Visite de l'exposition « AfroVision » de Mounia Youssef. Ph / Tognidaho

Bénin-Arts plastiques : « AfroVision », une revendication identitaire et féministe

Des œuvres de l’artiste photographe et designer graphique Mounia Youssef sont en exposition du 5 octobre au 31 décembre 2019 à la galerie du centre culturel finno-africain « Villa Karo » sis à Grand-Popo.
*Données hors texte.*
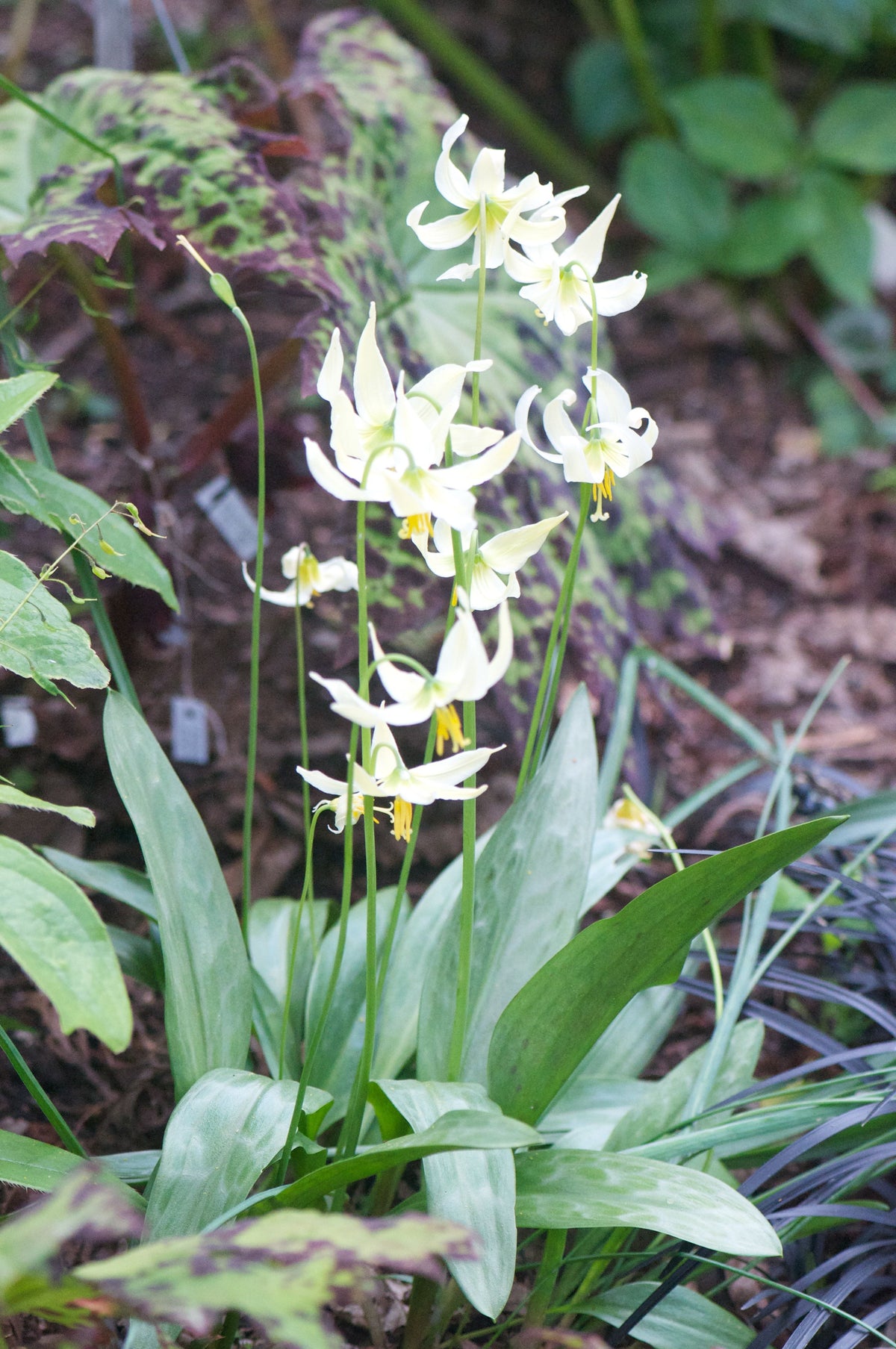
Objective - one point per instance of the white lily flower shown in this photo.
(463, 673)
(391, 776)
(308, 578)
(362, 426)
(486, 205)
(612, 447)
(497, 561)
(558, 284)
(412, 487)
Une cinquantaine d’œuvres portant sur les cheveux naturels et le féminisme, le tout condensé dans une exposition intitulée « Afro Vision ». C’est le fruit de plusieurs années de recherches menées par Mounia Youssef, une artiste photographe libano-togolaise vivant au Bénin. Majoritairement constituée de photos et de posters, cette exposition révèle une certaine évolution dans son travail artistique. Suite à ses précédentes expositions dont « l’Hair du Temps » en 2017 et celle collective « A quelle distance est le passé du présent ? » en mars dernier, « Afro Vision » vient étaler le répertoire de l’artiste. Ceci pour insister sur ses idéaux en vue d’inciter son public à se défaire de certains stéréotypes. L’acceptation de soie, l’appropriation des valeurs ancestrales africaines et l’émancipation de la gente féminine sont tant d’idéaux que Mounia défend à travers ses œuvres.
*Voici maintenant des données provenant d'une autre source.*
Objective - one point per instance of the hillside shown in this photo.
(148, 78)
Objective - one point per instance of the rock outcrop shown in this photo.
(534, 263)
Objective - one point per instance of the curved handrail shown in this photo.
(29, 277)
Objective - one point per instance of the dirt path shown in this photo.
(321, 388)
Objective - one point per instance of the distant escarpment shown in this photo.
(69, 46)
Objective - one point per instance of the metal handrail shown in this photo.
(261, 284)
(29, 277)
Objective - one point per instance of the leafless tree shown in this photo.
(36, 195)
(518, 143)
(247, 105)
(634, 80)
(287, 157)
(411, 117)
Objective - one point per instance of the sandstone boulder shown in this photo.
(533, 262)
« J’aime mes cheveux parce qu’ils sont un reflet de mon âme. Ils sont denses, frisés, doux, texturés, difficiles, faciles et amusants. C’est pourquoi j’aime mes cheveux ». Cette assertion de l’actrice américaine Tracee Ellis Ross, l’artiste photographe l’épouse entièrement au point de la relayer dans le texte explicatif de sa démarche artistique (imprimé et exposé dans la galerie). Métisse et fière de l’être, Mounia Youssef voit en ses cheveux frisés, son identité. Fortement influencée par le mouvement ‘’Nappy’’ (mouvement né dans les années 2000 aux Usa et qui consiste à garder ses cheveux à l’état naturel), l’artiste y consacre une vingtaine d’œuvres. Avec des graphiques puis une série de portraits (photos de modèles hommes et femmes) en noir et blanc réalisés en studio et n’ayant subi aucune touche artificielle si ce n’est à l’étape de la post production, Mounia met en exergue des coiffures et tresses africaines.

Au-delà de la beauté mis en exergue à travers les Nappy (cheveux naturels), les œuvres de Mounia Youssef renvoient à l’authenticité de l’identité africaine. Pour elle, les cheveux naturels constituent un patrimoine qu’il faut à tout prix conservé. L’artiste y voit également un moyen de réappropriation voire de revendication identitaire. Outre ce travail de revendication identitaire, « Afro Vision » s’intéresse aux femmes du monde. Dans un autre angle de la galerie, sont exposées des œuvres assez ‘’féministes’’. Avec des posters, collages digitaux coupures de presse et d’autres fragments historiques, Mounia Youssef fait référence à ces grandes femmes qui ont impacté l’histoire de l’humanité. Ce travail est une invite à l’émancipation de la femme. Mounia rêve d’une Afrique où les femmes décident et ne se laissent point écraser par le poids des préjugés socioculturels.